Faire connaître la flore québécoise et mieux la protéger, voilà la cause défendue pendant 40 ans par la botaniste Gisèle Lamoureux.

Gisèle Lamoureux

Photo : CC Benoît Bouffard

« Connaître les plantes de mon pays, c’est connaître mes racines », écrivait la botaniste Gisèle Lamoureux (1942-2018). Si son nom ne vous dit rien, peut-être connaissez-vous celui de Fleurbec, un collectif de 14 personnes passionnées de botanique, avec qui elle a publié des guides d’identification des plantes sauvages à partir des années 1970 ?

Plantes sauvages printanières, Plantes sauvages des villes et des champs, Flore printanière … Ces 9 guides format poche, faciles à emporter en promenade et peu coûteux, sont devenus des best-sellers, avec plusieurs centaines de milliers d’exemplaires vendus.
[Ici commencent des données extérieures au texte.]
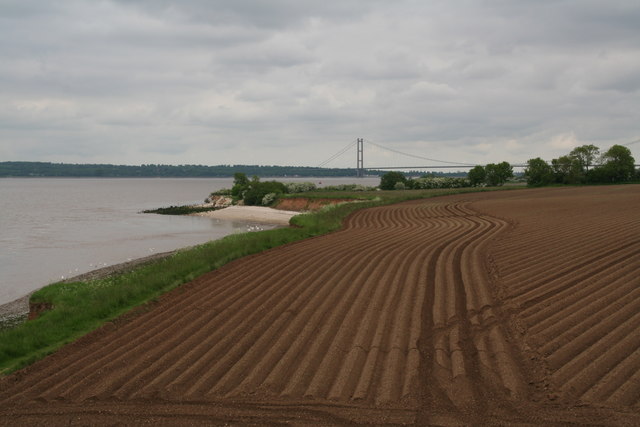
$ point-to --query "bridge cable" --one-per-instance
(338, 154)
(419, 157)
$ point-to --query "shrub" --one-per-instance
(268, 199)
(388, 180)
(538, 173)
(300, 187)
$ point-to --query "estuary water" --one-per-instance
(55, 228)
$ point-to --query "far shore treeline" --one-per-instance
(47, 169)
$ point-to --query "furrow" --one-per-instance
(290, 346)
(311, 283)
(586, 337)
(587, 307)
(615, 379)
(627, 330)
(350, 373)
(160, 356)
(613, 355)
(559, 282)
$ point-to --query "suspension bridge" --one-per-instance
(417, 160)
(359, 145)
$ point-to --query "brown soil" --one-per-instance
(516, 307)
(300, 204)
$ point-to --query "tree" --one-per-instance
(497, 174)
(477, 176)
(538, 173)
(586, 155)
(388, 180)
(256, 191)
(567, 170)
(240, 184)
(618, 164)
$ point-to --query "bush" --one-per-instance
(497, 174)
(538, 173)
(477, 176)
(435, 183)
(257, 190)
(388, 180)
(300, 187)
(268, 199)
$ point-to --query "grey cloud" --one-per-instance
(472, 80)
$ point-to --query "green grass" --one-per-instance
(81, 307)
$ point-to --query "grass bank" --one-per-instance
(81, 307)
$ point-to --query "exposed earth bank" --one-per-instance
(516, 307)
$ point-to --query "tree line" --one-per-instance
(584, 165)
(47, 169)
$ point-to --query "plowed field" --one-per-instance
(508, 307)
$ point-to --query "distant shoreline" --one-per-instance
(20, 306)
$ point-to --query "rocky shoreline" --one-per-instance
(18, 310)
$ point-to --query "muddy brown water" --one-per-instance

« La population québécoise s’est réellement approprié ces livres-là. Même aujourd’hui, les gens en parlent encore avec affection ! » constate Annie Maisonneuve, qui s’est intéressée à la contribution de Gisèle Lamoureux au patrimoine scientifique québécois. Elle a déposé l’an dernier un mémoire sur le sujet dans le cadre d’une maîtrise en ethnologie et patrimoine à l’Université Laval.

D’abord enseignante au primaire, Gisèle Lamoureux a ensuite étudié en botanique et en écologie forestière. « Elle était érudite, mais voulait que la population connaisse la flore. C’était une vraie éducatrice populaire », explique Annie Maisonneuve, actuellement doctorante en administration publique à l’École nationale d’administration publique.